High-Dimensional Behaviour of Piecewise Deterministic Monte Carlo

Today’s Contents

Section 1 What is PDMP?

→ A new class of continuous-time Monte Carlo methods
Section 2 High-Dimensional Scaling Analysis

→ FECMC always performs better than BPS
Section 3 Asymptotic Variance / ESS Estimation

→ PDMP algorithms allow a more efficient estimator

1 PDMPs: A New Frontier of Monte Carlo

Let me start by placing PDMP in the broader history of Monte Carlo methods. The history starts with a Markov chain driven by a simple uniform random variable, originally simulated on the MANIAC computer (Metropolis et al., 1953). Then the attention naturally shifted to more structured stochastic processes, such as Langevin diffusion (Rossky et al., 1978) and PDMP (Michel et al., 2014), (Peters and de With, 2012).

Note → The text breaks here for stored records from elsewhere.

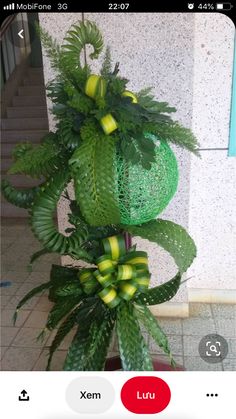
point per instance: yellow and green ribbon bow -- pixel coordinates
(95, 87)
(120, 273)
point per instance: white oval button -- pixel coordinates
(90, 395)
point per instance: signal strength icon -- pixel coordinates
(10, 6)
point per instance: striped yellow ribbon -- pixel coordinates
(120, 273)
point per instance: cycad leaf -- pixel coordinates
(89, 348)
(92, 165)
(133, 350)
(62, 332)
(39, 161)
(172, 237)
(161, 293)
(153, 328)
(22, 198)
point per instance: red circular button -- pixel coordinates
(145, 395)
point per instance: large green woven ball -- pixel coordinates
(142, 193)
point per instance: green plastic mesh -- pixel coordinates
(142, 193)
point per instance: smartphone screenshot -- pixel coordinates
(118, 210)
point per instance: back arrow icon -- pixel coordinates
(20, 33)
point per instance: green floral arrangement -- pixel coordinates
(113, 145)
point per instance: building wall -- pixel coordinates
(212, 200)
(177, 55)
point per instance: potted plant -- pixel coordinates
(113, 145)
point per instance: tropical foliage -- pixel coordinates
(97, 120)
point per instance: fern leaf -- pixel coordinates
(52, 49)
(175, 133)
(43, 224)
(106, 65)
(92, 165)
(75, 40)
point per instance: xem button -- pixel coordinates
(145, 395)
(90, 395)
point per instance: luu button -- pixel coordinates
(90, 395)
(145, 395)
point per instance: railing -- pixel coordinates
(13, 48)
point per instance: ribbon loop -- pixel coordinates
(120, 273)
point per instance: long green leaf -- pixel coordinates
(151, 324)
(101, 334)
(92, 165)
(161, 293)
(172, 237)
(133, 350)
(29, 295)
(76, 359)
(62, 332)
(61, 308)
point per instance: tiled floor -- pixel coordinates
(21, 351)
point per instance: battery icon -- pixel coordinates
(224, 6)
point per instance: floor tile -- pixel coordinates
(232, 347)
(17, 276)
(37, 319)
(12, 290)
(43, 304)
(193, 363)
(190, 344)
(25, 288)
(57, 361)
(4, 299)
(229, 364)
(16, 359)
(224, 311)
(200, 310)
(164, 358)
(27, 338)
(66, 342)
(2, 351)
(7, 317)
(15, 299)
(226, 327)
(171, 326)
(8, 334)
(200, 327)
(175, 344)
(38, 277)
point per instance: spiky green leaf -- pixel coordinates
(133, 349)
(161, 293)
(172, 237)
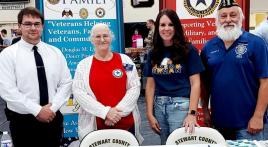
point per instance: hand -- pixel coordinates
(154, 124)
(46, 114)
(255, 125)
(108, 122)
(114, 115)
(189, 123)
(207, 118)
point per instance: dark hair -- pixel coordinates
(151, 21)
(4, 31)
(180, 48)
(30, 11)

1.1 PDMP: Mathematical Definition

PDMP is a class of Markov processes that complements the diffusion process. A PDMP is a `diffusion’ process driven by jumps, rather than a Brownian motion. An important consequence is a strong ballistic / transport property, which is typically absent in a Langevin diffusion. Informally, the Brownian term moves only on the scale of \Delta B_t \sim \sqrt{\Delta t}.

1.2 Markov Chain Monte Carlo

These processes are routinely used in the MCMC methodologies. However, notice that the trajectory of Langevin diffusion requires a discretization, while the output of PDMP potentially allows sparse representations, by retaining the event-time information and the new velocity at these points.

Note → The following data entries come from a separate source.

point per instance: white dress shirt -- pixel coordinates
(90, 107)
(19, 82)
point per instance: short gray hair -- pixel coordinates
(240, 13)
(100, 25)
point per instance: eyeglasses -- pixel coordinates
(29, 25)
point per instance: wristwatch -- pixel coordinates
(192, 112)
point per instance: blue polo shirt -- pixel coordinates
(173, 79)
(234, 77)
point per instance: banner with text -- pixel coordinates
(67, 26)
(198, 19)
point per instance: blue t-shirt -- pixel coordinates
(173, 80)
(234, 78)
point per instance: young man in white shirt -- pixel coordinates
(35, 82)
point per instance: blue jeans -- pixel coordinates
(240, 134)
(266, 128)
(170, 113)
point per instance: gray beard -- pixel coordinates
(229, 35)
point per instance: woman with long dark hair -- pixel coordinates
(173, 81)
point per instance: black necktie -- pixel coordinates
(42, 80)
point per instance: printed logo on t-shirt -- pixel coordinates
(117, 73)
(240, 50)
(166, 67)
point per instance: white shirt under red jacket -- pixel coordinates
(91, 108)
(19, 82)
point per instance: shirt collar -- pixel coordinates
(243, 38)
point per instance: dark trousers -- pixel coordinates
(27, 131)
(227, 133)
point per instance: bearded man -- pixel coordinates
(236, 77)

1.3 Classical Methods Turn Out to Be PDMPs in Disguise

Many PDMPs behave similarly in high dimensions.

discretized by a symplectic integrator

e.g. HMC has O(d^{1.25}) complexity

simulate piecewise linear trajectory

e.g. BPS with normal velocity has O(d^{1.5}) complexity

So far, I may have suggested that PDMP is an entirely new class of MCMC methods. Yes, in some sense, e.g., the output is a continuous trajectory instead of a set of discrete samples. However, though the term may be new to the field, it might be nothing new conceptually. To me, PDMP also works as an umbrella term that helps shed light upon a previously overlooked aspect of classical MCMC methods.

This is a somewhat strong claim, but let me pose it this way. Somehow, every successful MCMC method is implicitly a PDMP. To be precise, it chases Hamiltonian dynamics in high-dimensional settings, which may be one of the reasons why PDMP is a class of Markov processes worth considering collectively (Deligiannidis et al., 2021).

The randomized Hamiltonian Monte Carlo dynamics mix fast regardless of the dimension (for a certain class of target). From this point of view, classical Hamiltonian Monte Carlo and Bouncy Particle Sampler give different ways of numerically simulating the same dynamics.

We see a trade-off between the computational complexity and the robustness of the method.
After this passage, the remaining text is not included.